Weniger ist doch wieder mehr
Das denken sich im Moment viele Stars, die sich zur Ankurbelung ihrer Karriere einst Silikon implantieren ließen.
Die Vorreiterin in Sachen Brustvergrößerungen, Pamela Anderson, setzt auch hier wieder den Trend. Mal wird noch ein bisschen draufgepackt, dann kommen wieder einige Gramm runter und schlussendlich soll es dann doch die halbwegs humane Größe sein.
So ein Hickhack will sich bestimmt nicht jeder antun, zumal es ins Geld geht. Nicht nur mehr kostet, sondern selbstverständlich auch die anschließende Entfernung.
Zum Glück, müssen sich da manche denken, dass man ein Silikonimplantat im Gegensatz zu einer ewig währenden Tätowierung relativ leicht wieder entfernen kann.

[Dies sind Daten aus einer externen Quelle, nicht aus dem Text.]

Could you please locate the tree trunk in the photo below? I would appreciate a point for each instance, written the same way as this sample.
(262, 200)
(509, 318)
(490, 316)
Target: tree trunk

Doch warum sollte man sich die stolze Brust wieder verkleinern lassen? Sind die Stars auf einmal alle verrückt geworden oder ist das auch nur eine Erscheinung, die sich in zwei bis drei Jahren wieder gelegt hat und anschließend wird wieder "befüllt"?
Ob der Trend zum kleinen Busen anhalten wird, steht in den Sternen. Fest steht, dass viele ihre Implantate entfernen lassen, weil diese ursprünglich für den Karriere-Schub gedacht waren und nun keinen Zweck mehr erfüllen. Einige haben sogar kurz nach ihrer OP erkannt, dass es die falsche Entscheidung war. Und wieder andere mussten erfahren, dass Natürlichkeit Trumpf ist.

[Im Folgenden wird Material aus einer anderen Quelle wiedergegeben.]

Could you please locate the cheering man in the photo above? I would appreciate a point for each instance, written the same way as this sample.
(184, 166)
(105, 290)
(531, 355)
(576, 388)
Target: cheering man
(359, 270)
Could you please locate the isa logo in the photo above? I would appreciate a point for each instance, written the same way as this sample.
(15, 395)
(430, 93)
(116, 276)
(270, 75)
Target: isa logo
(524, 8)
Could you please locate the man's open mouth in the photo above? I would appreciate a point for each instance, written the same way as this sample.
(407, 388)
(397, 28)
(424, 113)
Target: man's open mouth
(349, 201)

Also weg mit den Dingern und alles ist wieder gut?! Mitnichten, denn es ist jedes Mal ein operativer Eingriff mit Risiken, denen man sich ja nicht zwangsweise aussetzen müsste. Aber was man sich einmal für die Schönheit angetan hat, kann in umgekehrter Richtung nicht so schwierig sein.
Auf jeden Fall ist es ein Gesundheitsplus. Die Folgen von Brustimplantaten und mögliche Nebenwirkungen sind noch immer nicht gründlich erforscht. Die Implantate können schmerzhaft verwachsen oder auslaufen.
So gesehen tun diese Berühmtheiten eigentlich genau das Richtige. Falsch daran ist jedoch die Vorbildwirkung. Demnach erhalten gerade jugendliche das Bild, dass man sich nach Belieben operieren lassen könnte.
Wenn man vorher ein wenig mehr überlegen würde, wären solche Eingriffe also überflüssig. Und besser ist es auf jeden Fall das Skalpell von seinem Busen fern zu halten.
Die Frage ist dann noch, wie lange es die Hollywood-Schönheiten mit ihrem verkleinerten Ego aushalten werden, bevor sie sich wieder unters Messer legen.